$\require{AMScd}$
We will show that your statements 1. and 2. are equivalent to the following:
- There exists an isomorphism $\mu : M \to M' \oplus M''$ such that the following diagram with exact rows commutes
\begin{CD} 0 @>>> M' @>f>> M @>g>> M'' @>>> 0\\ @. @V\text{Id}_{M'}VV @V\mu VV @VV\text{Id}_{M''}V\\ 0 @>>> M' @>i>> M' \oplus M'' @>p>> M'' @>>> 0 \end{CD} Here, $i$ and $p$ are the obvious injection and projection respectively.
(3. $\implies$ 2.) Define $\psi := \text{pr}_{M'} \circ \mu$. Here, $\text{pr}_{M'} : M' \oplus M'' \to M'$ is defined by $(m',m'') \mapsto m'$. Then for $m' \in M'$ we have $$ (\psi \circ f)(m') = \text{pr}_{M'}(\mu(f(m'))) = \text{pr}_{M'}(i(m')) = \text{pr}_{M'}(m',0) = m', $$ where we used that the left square in the diagram commutes.

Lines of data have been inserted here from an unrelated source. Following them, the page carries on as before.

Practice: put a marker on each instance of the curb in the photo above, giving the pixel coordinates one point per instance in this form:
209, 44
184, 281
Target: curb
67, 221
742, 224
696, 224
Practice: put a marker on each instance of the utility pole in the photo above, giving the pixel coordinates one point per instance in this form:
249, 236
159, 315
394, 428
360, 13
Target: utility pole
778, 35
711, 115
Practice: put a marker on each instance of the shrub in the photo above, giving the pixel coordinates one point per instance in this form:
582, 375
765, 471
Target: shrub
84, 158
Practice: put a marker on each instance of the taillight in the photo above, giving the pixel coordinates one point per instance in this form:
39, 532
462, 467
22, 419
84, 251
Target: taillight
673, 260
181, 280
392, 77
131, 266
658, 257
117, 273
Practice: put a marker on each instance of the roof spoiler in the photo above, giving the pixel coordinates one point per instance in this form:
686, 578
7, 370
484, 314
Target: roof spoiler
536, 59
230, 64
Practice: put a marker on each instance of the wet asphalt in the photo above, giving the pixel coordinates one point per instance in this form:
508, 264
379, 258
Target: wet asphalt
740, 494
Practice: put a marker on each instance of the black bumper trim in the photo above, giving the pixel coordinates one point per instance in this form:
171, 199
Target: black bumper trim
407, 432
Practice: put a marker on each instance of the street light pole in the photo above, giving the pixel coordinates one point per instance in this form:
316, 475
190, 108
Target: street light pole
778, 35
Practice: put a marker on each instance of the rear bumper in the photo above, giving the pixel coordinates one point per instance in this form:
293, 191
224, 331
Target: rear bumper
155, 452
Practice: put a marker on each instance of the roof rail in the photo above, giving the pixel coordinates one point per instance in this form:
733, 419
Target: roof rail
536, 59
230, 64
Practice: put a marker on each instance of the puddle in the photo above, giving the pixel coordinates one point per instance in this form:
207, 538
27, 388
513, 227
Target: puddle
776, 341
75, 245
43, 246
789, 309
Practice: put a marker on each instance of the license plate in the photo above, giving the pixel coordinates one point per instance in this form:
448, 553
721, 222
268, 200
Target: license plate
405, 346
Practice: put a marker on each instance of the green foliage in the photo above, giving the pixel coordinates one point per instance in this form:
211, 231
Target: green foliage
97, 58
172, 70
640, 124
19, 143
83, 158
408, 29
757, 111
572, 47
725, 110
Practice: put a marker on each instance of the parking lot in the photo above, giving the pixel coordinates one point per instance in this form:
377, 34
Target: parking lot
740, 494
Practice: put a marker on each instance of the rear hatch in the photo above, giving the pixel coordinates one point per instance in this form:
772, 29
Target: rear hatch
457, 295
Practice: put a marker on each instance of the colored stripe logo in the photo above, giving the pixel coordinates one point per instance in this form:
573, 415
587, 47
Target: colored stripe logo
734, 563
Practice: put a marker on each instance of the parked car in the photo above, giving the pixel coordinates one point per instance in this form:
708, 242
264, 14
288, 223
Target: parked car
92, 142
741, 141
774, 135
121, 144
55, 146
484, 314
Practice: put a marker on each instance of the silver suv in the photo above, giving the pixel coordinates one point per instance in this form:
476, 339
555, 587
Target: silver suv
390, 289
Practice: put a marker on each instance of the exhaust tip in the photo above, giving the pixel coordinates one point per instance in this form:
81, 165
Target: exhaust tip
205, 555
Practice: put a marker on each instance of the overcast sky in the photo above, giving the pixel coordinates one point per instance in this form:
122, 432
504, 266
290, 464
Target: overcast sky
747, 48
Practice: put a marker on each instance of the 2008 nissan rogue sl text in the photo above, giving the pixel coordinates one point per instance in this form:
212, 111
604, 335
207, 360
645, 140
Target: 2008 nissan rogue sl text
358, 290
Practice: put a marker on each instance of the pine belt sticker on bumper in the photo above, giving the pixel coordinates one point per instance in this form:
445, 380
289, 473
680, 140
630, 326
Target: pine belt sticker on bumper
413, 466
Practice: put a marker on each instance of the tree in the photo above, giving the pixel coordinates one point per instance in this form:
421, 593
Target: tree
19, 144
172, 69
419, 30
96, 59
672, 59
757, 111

(3. $\implies$ 1.) Define $\phi(m'') := \mu^{-1}(0,m'')$ for $m'' \in M''$. Then we have $$ (g \circ \phi)(m'') = g(\mu^{-1}(0,m'')) = p(0,m'')=m'', $$ where again we used that the right square commutes, and that $\mu$ is bijective.
(2. $\implies$ 3.) Let $\mu(m) := (\psi(m),g(m))$. You can check that the diagram does indeed commute. By the five lemma, $\mu$ is an isomorphism, since $\text{Id}$ is always bijective.
(1. $\implies$ 3.) Define $\nu : M' \oplus M'' \to M$ by $\nu(m',m'') = f(m')+\phi(m'')$. You can check that the following diagram then commutes: \begin{CD} 0 @>>> M' @>f>> M @>g>> M'' @>>> 0\\ @. @A\text{Id}_{M'}AA @A\nu AA @AA\text{Id}_{M''}A\\ 0 @>>> M' @>i>> M' \oplus M'' @>p>> M'' @>>> 0 \end{CD} Again, by the five lemma we have that $\nu$ is an isomorphism, so 3. follows.
Now we have shown that 1. and 2. are equivalent to 3., so in particular 1. and 2. are equivalent. Hope this helps!